I believe it is intended to be used for setting up a framework so that at some other time they could expand it to possibly include being able to arrest a sheriff who is refusing to enforce unconstitutional laws.
Charley Barnes, at K99.com in Denver, further fanned the controversy within Colorado when he observed on April 1:
By the sounds of it, Colorado is being targeted with an attempt to set up loopholes that will allow the U.S. Secret Service to arrest and remove an elected sheriff for refusing to enforce the law, or anyone [else] breaking the law.
His post went viral, fostering so many phone calls and emails to the Larimer County Sheriff’s office that Sheriff Justin Smith, who does not share Barnes’ view, was forced to respond and “clarify” what, he say, SB 13 is really intended to accomplish. Here is Smith’s response to Barnes:
In the last decade, Colorado started to grant limited authority to certain federal law enforcement agencies. The purpose is so that if they witness a citizen being victimized, they can act and turn the case over to a local police officer (because most crimes against our citizens are not federal crimes and they have no other jurisdiction to intervene as federal officers).

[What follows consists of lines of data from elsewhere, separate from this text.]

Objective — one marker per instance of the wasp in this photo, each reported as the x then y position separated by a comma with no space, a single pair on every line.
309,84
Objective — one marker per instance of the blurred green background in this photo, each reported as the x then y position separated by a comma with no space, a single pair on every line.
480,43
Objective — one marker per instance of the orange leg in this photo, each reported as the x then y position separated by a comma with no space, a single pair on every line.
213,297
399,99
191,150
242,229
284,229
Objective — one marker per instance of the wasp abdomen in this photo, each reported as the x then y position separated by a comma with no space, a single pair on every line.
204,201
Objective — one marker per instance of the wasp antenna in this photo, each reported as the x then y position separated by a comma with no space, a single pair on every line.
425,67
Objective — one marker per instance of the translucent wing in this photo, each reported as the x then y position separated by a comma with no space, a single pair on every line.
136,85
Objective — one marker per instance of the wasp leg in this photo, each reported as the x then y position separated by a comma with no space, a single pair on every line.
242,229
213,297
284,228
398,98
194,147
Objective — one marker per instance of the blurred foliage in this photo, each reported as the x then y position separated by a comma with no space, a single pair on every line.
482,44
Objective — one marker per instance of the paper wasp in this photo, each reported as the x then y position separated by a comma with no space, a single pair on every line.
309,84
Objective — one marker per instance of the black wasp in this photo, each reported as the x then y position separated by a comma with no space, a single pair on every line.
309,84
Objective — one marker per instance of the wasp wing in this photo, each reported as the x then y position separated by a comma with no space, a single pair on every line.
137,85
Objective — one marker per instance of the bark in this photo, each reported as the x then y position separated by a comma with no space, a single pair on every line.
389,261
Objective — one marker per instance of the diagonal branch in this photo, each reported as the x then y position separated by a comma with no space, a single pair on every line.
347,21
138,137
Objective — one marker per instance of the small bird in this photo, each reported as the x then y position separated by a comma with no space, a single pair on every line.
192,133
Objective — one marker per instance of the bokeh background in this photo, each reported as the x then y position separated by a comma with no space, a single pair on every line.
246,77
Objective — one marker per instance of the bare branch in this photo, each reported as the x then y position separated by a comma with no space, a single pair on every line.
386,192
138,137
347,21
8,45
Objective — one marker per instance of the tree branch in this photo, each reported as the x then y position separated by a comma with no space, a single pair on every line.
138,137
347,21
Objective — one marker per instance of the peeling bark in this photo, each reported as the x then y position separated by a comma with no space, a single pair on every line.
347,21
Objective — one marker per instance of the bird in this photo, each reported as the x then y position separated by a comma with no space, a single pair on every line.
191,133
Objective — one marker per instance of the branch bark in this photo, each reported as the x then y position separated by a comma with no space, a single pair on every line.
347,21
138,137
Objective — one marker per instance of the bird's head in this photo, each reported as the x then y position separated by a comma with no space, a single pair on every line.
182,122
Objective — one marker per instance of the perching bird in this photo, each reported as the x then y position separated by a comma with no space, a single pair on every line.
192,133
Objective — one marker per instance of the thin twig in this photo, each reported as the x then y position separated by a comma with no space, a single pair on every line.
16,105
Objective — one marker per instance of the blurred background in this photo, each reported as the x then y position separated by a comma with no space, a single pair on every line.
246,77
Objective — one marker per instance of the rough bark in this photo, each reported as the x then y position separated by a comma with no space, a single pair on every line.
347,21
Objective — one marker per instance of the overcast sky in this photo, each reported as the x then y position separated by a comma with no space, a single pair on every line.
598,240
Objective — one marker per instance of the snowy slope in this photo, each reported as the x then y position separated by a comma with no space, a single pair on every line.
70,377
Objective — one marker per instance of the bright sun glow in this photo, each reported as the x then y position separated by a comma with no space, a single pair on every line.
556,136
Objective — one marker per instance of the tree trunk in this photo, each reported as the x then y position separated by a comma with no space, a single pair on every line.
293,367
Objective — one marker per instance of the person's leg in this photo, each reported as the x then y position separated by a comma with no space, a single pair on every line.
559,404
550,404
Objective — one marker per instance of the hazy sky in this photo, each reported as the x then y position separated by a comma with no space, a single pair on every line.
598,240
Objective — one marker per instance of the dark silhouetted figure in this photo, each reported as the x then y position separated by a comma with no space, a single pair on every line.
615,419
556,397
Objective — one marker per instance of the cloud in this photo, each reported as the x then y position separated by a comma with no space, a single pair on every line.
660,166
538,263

The law also allows them, in cases where they are investigating a crime that is against both state and federal law, to file the case with our local DA [District Attorney] in situations where the damage amount doesn’t meet a threshold where the federal prosecutors will file it in federal court.
If you read the bill, you will see the limitations clearly in it. As sheriffs, we are the beacon against over reach by federal authorities, but in this situation, it is not the case.
(signed) — Sheriff Justin Smith
However, when one actually reads the specific language of SB 13, a more ominous picture emerges that undermines Smith’s disclaimer. Taken directly from the language of the law,
The law gives a special agent, uniform[ed] division officer, physical security technician, physical security specialist, or special officer of the United States Secret Service limited peace officer authority while working in Colorado.